The first glimpses that might be changing came last year, when Apple launched its new Apple Intelligence and the iPhone 16 that was marketed as a new phone specifically made for AI. That phone came with an ad campaign, fronted by Bella Ramsey, that at least claimed to show the benefits of the technology, and the ways that they might make life easier, or better.

But the campaign was something of a failure. One of the ads showed Ramsey asking their phone for the name of a person they’d previously met; it was based on an AI feature that Apple had shown off for its then-new iOS 18, but which it later said wouldn’t arrive in time, and which still hasn’t. (That ad has since been pulled.) More broadly, the ads were criticised for the fact that they seemed to be taking aim at some of the parts of life that people might want to stay sacred and human: the writing of a funeral address (admittedly, one for a goldfish), and reading an email so that Ramsey could bluff their way through a meeting.

But we might now have seen the first good AI ad. Arriving in a artsy blizzard of stylish, fast cuts, Anthropic might have fixed the big problem with advertising artificial intelligence.

It focuses on the obvious – but, so far, obviously lacking – claim that there are lots of problems in today’s world but that AI makes it easier to deal with or solve them. It is such basic marketing advice that it feels stupid even to write it down: find a way that your product improves people’s lives, and show it to them. But that basic principle has been lacking from most discussion of the technology so far.

That is not all that the ad is, of course. It has all the panache of an Apple ad, or at least the sort of upstart and oppositional energy that used to be the hallmark of the company. It is a simple but clever idea delivered engagingly and with energy. But it is also a breakthrough just by offering something so plain as a reason to be excited about AI.
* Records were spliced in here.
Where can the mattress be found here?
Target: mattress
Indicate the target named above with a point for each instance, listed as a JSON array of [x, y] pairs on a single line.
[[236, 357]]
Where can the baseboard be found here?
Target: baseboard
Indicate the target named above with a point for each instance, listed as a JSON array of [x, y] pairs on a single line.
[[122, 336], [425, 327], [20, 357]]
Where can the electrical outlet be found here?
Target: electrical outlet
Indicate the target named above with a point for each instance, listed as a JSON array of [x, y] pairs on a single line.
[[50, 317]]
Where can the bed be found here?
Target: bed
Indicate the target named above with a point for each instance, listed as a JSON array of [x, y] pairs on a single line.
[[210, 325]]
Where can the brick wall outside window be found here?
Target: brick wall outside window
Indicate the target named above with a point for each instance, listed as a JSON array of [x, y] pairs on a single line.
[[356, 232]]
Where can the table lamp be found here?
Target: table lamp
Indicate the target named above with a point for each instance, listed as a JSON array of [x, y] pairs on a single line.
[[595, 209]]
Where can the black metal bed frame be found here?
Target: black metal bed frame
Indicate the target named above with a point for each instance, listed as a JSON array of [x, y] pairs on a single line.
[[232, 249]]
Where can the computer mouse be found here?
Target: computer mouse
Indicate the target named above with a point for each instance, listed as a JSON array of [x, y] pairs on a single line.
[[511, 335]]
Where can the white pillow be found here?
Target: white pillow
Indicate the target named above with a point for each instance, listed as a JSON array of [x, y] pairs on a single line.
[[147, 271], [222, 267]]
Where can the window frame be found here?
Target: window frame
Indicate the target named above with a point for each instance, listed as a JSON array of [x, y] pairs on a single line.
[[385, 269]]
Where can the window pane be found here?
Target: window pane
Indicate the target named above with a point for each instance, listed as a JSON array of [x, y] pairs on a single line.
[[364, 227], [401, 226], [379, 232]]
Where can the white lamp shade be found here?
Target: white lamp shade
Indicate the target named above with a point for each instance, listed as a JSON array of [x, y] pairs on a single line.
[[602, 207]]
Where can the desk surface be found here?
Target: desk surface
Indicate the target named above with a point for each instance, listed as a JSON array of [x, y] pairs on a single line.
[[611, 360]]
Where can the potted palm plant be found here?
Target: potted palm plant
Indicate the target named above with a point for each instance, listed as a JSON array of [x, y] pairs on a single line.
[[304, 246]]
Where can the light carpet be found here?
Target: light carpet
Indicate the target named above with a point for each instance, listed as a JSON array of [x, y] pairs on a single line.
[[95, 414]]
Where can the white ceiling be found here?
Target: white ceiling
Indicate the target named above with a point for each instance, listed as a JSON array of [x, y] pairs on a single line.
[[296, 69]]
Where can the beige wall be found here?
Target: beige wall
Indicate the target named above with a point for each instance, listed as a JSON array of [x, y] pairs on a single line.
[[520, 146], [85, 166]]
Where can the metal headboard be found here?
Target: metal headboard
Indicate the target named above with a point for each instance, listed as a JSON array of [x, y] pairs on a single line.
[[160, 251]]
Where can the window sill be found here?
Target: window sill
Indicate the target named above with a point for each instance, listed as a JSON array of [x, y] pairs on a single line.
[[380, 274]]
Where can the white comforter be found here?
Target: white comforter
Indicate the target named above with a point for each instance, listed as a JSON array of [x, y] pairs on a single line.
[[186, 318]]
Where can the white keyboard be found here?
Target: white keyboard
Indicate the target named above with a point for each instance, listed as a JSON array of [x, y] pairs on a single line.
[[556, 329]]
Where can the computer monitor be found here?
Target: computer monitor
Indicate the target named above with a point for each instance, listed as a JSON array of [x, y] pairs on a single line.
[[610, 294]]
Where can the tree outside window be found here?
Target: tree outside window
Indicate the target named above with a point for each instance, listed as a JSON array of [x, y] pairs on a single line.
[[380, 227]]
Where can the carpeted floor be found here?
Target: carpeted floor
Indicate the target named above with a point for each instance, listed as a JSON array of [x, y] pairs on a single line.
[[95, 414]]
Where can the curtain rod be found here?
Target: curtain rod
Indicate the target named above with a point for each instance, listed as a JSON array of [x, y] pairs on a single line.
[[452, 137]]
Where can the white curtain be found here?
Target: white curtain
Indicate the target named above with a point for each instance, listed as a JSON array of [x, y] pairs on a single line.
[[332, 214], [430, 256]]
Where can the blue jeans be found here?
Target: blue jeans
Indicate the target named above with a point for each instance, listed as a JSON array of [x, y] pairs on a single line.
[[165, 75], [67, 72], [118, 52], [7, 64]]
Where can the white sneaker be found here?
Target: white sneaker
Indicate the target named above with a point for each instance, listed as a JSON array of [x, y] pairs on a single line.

That reason, it turns out, is less to do with computers and chips and data farms and everything else, more to do with the straightforward ways that technology makes things easy. Really, this has always been failing of bad tech marketing; the belief that what the industry is selling is silicon, when it is in fact solutions.

It is a return to the humans who are, for now at least, the people doing the actual thinking and buying. Again, that should be something obvious when talking about technology. But AI has so far felt like something that happens elsewhere, using other people’s money to buy hardware you can never see to run software that nobody will ever really understand; the main way we are allowed to believe it will change our lives is by turning it upside down. The Anthropic ad is a return to what people actually enjoy doing: doing stuff.

“Keep thinking is a rallying cry to problem solvers everywhere – and a promise that what once felt impossible is now within reach," Andrew Stirk, Anthropic’s head of brand marketing, told Creative Review. “Claude is for those who see AI not as a shortcut, but as a thinking partner to take on their most meaningful challenges.”

It would be nice to believe that the reason this hasn’t happened so far is that the bosses and marketing chiefs of AI companies have simply been naive or myopic. Instead, they haven’t really needed to talk like this. Because AI is primarily infrastructure, not a product.

For all that people like Sam Altman and Mark Zuckerberg try and paint themselves as modern wizards in charge of a technology they don’t fully grasp but which only they can steward, their companies are engaged in a frenzied fight to build the biggest data centres and the largest models. Because it looks like the current winners of the AI race will not be those with the genius breakthroughs in actually building AI systems – they are all, basically, running on the same ideas at this point – but instead will be the companies that are able to run those AI systems with the most powerful computers.

Those AI bosses think of themselves as the inventors of the first cars, all thrumming power and hot innovation. But in truth they are like the politicians who decide where and how the motorways they drive on are built, which is primarily a question of resource allocation. Car adverts are exciting and alluring; the motorways don’t need to advertise, because you’re going to have to drive on them anyway.